Effie Film moves for judgment on the pleadings. The motion is granted.
When this action began, on February 4, 2011, the film " Effie" was in its earliest stages. The film had not yet secured funding and the cast had not been finalized. On March 1, 2011, Murphy moved to dismiss the complaint on the grounds that the dispute between Effie Films and Murphy was not sufficiently concrete to satisfy the " actual controversy" prerequisite to this court's jurisdiction.
While that motion was pending, however, work continued on " Effie" --funding was secured, a cast was finalized, the script was revised, and shooting was completed. Murphy also allegedly continued to air his contention that his copyright was being infringed throughout this time. Effie Film accordingly moved to amend its complaint to reflect these changed circumstances. The court denied Murphy's motion to dismiss and granted Effie Film's motion for leave to amend its complaint on March 6, 2012.

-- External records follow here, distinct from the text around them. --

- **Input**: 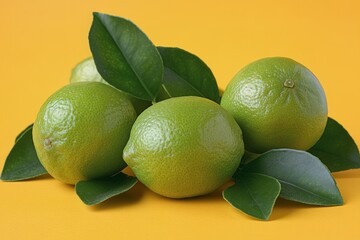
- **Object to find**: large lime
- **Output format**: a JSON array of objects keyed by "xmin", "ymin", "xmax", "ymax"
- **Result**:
[
  {"xmin": 124, "ymin": 96, "xmax": 244, "ymax": 198},
  {"xmin": 33, "ymin": 82, "xmax": 136, "ymax": 184},
  {"xmin": 221, "ymin": 57, "xmax": 327, "ymax": 152}
]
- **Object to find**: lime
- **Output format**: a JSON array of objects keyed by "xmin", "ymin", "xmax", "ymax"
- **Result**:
[
  {"xmin": 33, "ymin": 82, "xmax": 136, "ymax": 184},
  {"xmin": 70, "ymin": 57, "xmax": 108, "ymax": 84},
  {"xmin": 221, "ymin": 57, "xmax": 327, "ymax": 153},
  {"xmin": 123, "ymin": 96, "xmax": 244, "ymax": 198},
  {"xmin": 70, "ymin": 57, "xmax": 151, "ymax": 114}
]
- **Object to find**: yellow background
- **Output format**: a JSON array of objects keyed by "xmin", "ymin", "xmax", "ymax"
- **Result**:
[{"xmin": 0, "ymin": 0, "xmax": 360, "ymax": 239}]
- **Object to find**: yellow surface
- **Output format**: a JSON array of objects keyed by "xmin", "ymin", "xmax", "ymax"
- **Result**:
[{"xmin": 0, "ymin": 0, "xmax": 360, "ymax": 239}]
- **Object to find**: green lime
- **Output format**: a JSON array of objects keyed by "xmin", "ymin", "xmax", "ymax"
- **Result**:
[
  {"xmin": 123, "ymin": 96, "xmax": 244, "ymax": 198},
  {"xmin": 33, "ymin": 82, "xmax": 136, "ymax": 184},
  {"xmin": 221, "ymin": 57, "xmax": 327, "ymax": 153},
  {"xmin": 70, "ymin": 57, "xmax": 151, "ymax": 114}
]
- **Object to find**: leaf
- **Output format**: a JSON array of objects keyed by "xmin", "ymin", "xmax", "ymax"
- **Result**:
[
  {"xmin": 1, "ymin": 126, "xmax": 47, "ymax": 181},
  {"xmin": 75, "ymin": 172, "xmax": 137, "ymax": 205},
  {"xmin": 157, "ymin": 47, "xmax": 220, "ymax": 103},
  {"xmin": 239, "ymin": 149, "xmax": 343, "ymax": 206},
  {"xmin": 89, "ymin": 13, "xmax": 163, "ymax": 101},
  {"xmin": 15, "ymin": 123, "xmax": 34, "ymax": 142},
  {"xmin": 223, "ymin": 173, "xmax": 281, "ymax": 220},
  {"xmin": 309, "ymin": 118, "xmax": 360, "ymax": 172}
]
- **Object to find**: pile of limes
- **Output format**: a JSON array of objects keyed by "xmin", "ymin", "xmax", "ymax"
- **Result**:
[{"xmin": 33, "ymin": 54, "xmax": 327, "ymax": 198}]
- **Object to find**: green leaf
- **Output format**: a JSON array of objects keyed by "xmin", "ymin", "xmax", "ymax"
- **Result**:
[
  {"xmin": 308, "ymin": 118, "xmax": 360, "ymax": 172},
  {"xmin": 157, "ymin": 47, "xmax": 220, "ymax": 103},
  {"xmin": 75, "ymin": 172, "xmax": 137, "ymax": 205},
  {"xmin": 239, "ymin": 149, "xmax": 343, "ymax": 206},
  {"xmin": 1, "ymin": 126, "xmax": 47, "ymax": 181},
  {"xmin": 89, "ymin": 13, "xmax": 163, "ymax": 101},
  {"xmin": 223, "ymin": 173, "xmax": 281, "ymax": 220},
  {"xmin": 15, "ymin": 123, "xmax": 34, "ymax": 143}
]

Effie Film filed its amended complaint the next day, on March 7, 2012, which Murphy answered on March 27, 2012. Effie Film then filed this Motion for Judgment on the Pleadings on May 29, 2012.
The following facts and allegations are drawn from the pleadings, the works incorporated by those pleadings, as well as a number of historical facts of which the court takes judicial notice.

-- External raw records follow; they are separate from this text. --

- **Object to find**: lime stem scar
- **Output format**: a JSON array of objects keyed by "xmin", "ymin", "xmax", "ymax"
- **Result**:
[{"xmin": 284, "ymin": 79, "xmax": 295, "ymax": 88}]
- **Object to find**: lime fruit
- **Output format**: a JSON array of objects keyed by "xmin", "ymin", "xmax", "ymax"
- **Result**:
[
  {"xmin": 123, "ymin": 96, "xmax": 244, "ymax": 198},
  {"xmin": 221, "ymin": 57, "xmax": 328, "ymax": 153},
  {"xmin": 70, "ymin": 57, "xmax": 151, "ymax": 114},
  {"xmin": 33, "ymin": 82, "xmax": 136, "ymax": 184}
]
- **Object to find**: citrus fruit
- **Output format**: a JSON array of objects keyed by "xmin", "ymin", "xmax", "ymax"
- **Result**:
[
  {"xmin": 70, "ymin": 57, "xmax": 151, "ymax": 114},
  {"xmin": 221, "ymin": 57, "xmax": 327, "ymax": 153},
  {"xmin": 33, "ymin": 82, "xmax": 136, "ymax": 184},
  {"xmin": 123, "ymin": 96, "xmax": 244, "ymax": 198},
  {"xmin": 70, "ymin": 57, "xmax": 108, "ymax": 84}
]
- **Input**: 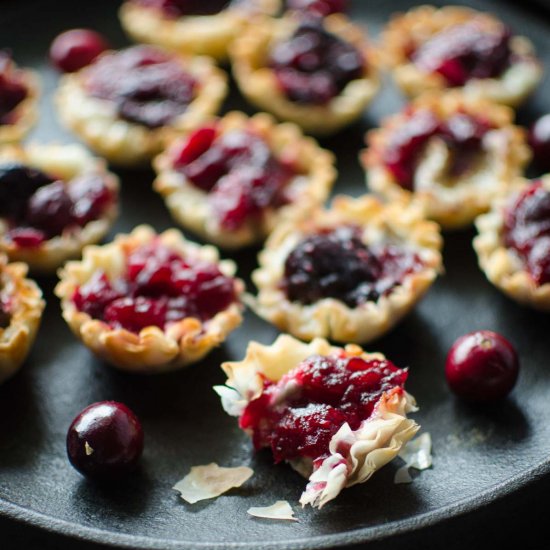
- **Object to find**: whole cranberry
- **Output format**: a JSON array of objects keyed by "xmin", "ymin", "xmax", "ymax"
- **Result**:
[
  {"xmin": 529, "ymin": 113, "xmax": 550, "ymax": 171},
  {"xmin": 67, "ymin": 401, "xmax": 143, "ymax": 479},
  {"xmin": 445, "ymin": 330, "xmax": 519, "ymax": 403},
  {"xmin": 50, "ymin": 29, "xmax": 109, "ymax": 73}
]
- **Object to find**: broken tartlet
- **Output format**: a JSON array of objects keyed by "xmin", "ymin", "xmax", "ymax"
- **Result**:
[
  {"xmin": 215, "ymin": 335, "xmax": 419, "ymax": 508},
  {"xmin": 382, "ymin": 6, "xmax": 542, "ymax": 107},
  {"xmin": 231, "ymin": 14, "xmax": 379, "ymax": 134},
  {"xmin": 55, "ymin": 226, "xmax": 244, "ymax": 373},
  {"xmin": 252, "ymin": 196, "xmax": 441, "ymax": 343},
  {"xmin": 474, "ymin": 175, "xmax": 550, "ymax": 311},
  {"xmin": 154, "ymin": 112, "xmax": 336, "ymax": 248},
  {"xmin": 0, "ymin": 51, "xmax": 40, "ymax": 145},
  {"xmin": 0, "ymin": 144, "xmax": 118, "ymax": 273},
  {"xmin": 0, "ymin": 253, "xmax": 45, "ymax": 383},
  {"xmin": 361, "ymin": 92, "xmax": 531, "ymax": 229},
  {"xmin": 119, "ymin": 0, "xmax": 281, "ymax": 61},
  {"xmin": 56, "ymin": 46, "xmax": 227, "ymax": 165}
]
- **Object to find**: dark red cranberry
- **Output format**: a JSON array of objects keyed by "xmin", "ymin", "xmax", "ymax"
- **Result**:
[
  {"xmin": 67, "ymin": 401, "xmax": 143, "ymax": 480},
  {"xmin": 445, "ymin": 330, "xmax": 519, "ymax": 403},
  {"xmin": 411, "ymin": 21, "xmax": 512, "ymax": 86},
  {"xmin": 270, "ymin": 19, "xmax": 365, "ymax": 105},
  {"xmin": 239, "ymin": 355, "xmax": 407, "ymax": 462},
  {"xmin": 50, "ymin": 29, "xmax": 109, "ymax": 73},
  {"xmin": 86, "ymin": 46, "xmax": 197, "ymax": 128},
  {"xmin": 529, "ymin": 114, "xmax": 550, "ymax": 172}
]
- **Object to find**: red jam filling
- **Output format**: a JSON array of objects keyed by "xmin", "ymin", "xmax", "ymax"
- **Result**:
[
  {"xmin": 0, "ymin": 51, "xmax": 29, "ymax": 125},
  {"xmin": 73, "ymin": 241, "xmax": 237, "ymax": 333},
  {"xmin": 269, "ymin": 18, "xmax": 365, "ymax": 105},
  {"xmin": 0, "ymin": 163, "xmax": 115, "ymax": 248},
  {"xmin": 411, "ymin": 21, "xmax": 512, "ymax": 86},
  {"xmin": 503, "ymin": 181, "xmax": 550, "ymax": 285},
  {"xmin": 174, "ymin": 127, "xmax": 295, "ymax": 231},
  {"xmin": 86, "ymin": 46, "xmax": 198, "ymax": 128},
  {"xmin": 239, "ymin": 353, "xmax": 408, "ymax": 462},
  {"xmin": 281, "ymin": 226, "xmax": 423, "ymax": 307},
  {"xmin": 382, "ymin": 110, "xmax": 492, "ymax": 191}
]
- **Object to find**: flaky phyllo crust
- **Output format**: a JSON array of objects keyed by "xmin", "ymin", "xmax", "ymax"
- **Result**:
[
  {"xmin": 474, "ymin": 175, "xmax": 550, "ymax": 311},
  {"xmin": 380, "ymin": 6, "xmax": 542, "ymax": 107},
  {"xmin": 55, "ymin": 225, "xmax": 244, "ymax": 373},
  {"xmin": 215, "ymin": 335, "xmax": 420, "ymax": 508},
  {"xmin": 55, "ymin": 52, "xmax": 227, "ymax": 166},
  {"xmin": 0, "ymin": 253, "xmax": 45, "ymax": 382},
  {"xmin": 119, "ymin": 0, "xmax": 281, "ymax": 61},
  {"xmin": 361, "ymin": 91, "xmax": 531, "ymax": 229},
  {"xmin": 0, "ymin": 143, "xmax": 119, "ymax": 274},
  {"xmin": 154, "ymin": 112, "xmax": 336, "ymax": 249},
  {"xmin": 251, "ymin": 195, "xmax": 442, "ymax": 343},
  {"xmin": 230, "ymin": 14, "xmax": 380, "ymax": 135}
]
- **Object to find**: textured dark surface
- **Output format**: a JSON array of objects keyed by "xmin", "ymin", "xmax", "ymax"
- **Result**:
[{"xmin": 0, "ymin": 0, "xmax": 550, "ymax": 549}]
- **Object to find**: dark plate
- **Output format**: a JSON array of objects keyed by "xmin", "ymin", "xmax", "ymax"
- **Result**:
[{"xmin": 0, "ymin": 0, "xmax": 550, "ymax": 548}]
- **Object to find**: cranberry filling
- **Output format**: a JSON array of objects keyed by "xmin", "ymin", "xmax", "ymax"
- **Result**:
[
  {"xmin": 282, "ymin": 226, "xmax": 422, "ymax": 307},
  {"xmin": 239, "ymin": 354, "xmax": 407, "ymax": 462},
  {"xmin": 174, "ymin": 127, "xmax": 295, "ymax": 230},
  {"xmin": 0, "ymin": 51, "xmax": 28, "ymax": 125},
  {"xmin": 269, "ymin": 18, "xmax": 365, "ymax": 105},
  {"xmin": 86, "ymin": 46, "xmax": 198, "ymax": 128},
  {"xmin": 411, "ymin": 21, "xmax": 512, "ymax": 86},
  {"xmin": 383, "ymin": 110, "xmax": 492, "ymax": 191},
  {"xmin": 73, "ymin": 242, "xmax": 236, "ymax": 333},
  {"xmin": 504, "ymin": 181, "xmax": 550, "ymax": 285},
  {"xmin": 0, "ymin": 163, "xmax": 114, "ymax": 248}
]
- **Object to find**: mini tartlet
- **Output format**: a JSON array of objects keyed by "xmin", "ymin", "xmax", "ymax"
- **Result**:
[
  {"xmin": 0, "ymin": 144, "xmax": 119, "ymax": 274},
  {"xmin": 119, "ymin": 0, "xmax": 280, "ymax": 61},
  {"xmin": 154, "ymin": 112, "xmax": 336, "ymax": 249},
  {"xmin": 474, "ymin": 175, "xmax": 550, "ymax": 311},
  {"xmin": 231, "ymin": 14, "xmax": 379, "ymax": 135},
  {"xmin": 0, "ymin": 253, "xmax": 45, "ymax": 383},
  {"xmin": 251, "ymin": 196, "xmax": 442, "ymax": 343},
  {"xmin": 0, "ymin": 51, "xmax": 40, "ymax": 145},
  {"xmin": 382, "ymin": 6, "xmax": 542, "ymax": 107},
  {"xmin": 56, "ymin": 46, "xmax": 227, "ymax": 166},
  {"xmin": 361, "ymin": 91, "xmax": 531, "ymax": 229},
  {"xmin": 215, "ymin": 335, "xmax": 419, "ymax": 508},
  {"xmin": 55, "ymin": 226, "xmax": 244, "ymax": 373}
]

The amended complaint seeks a declaration that the revised November 2011 " Effie" screenplay, and the movie made from that screenplay, do not infringe Murphy's copyrights in " The Countess." That revision of the script, the complaint alleges, is the final " shooting script" that was used in shooting the film and, though some dialogue may be added or removed at the margins during the editing process, the film will not deviate from the shooting script in any substantial way. While Effie Film has furnished the court with a copy of the shooting script, it has not provided a copy of the film. It seems safe to suppose that this is because the film is not yet complete.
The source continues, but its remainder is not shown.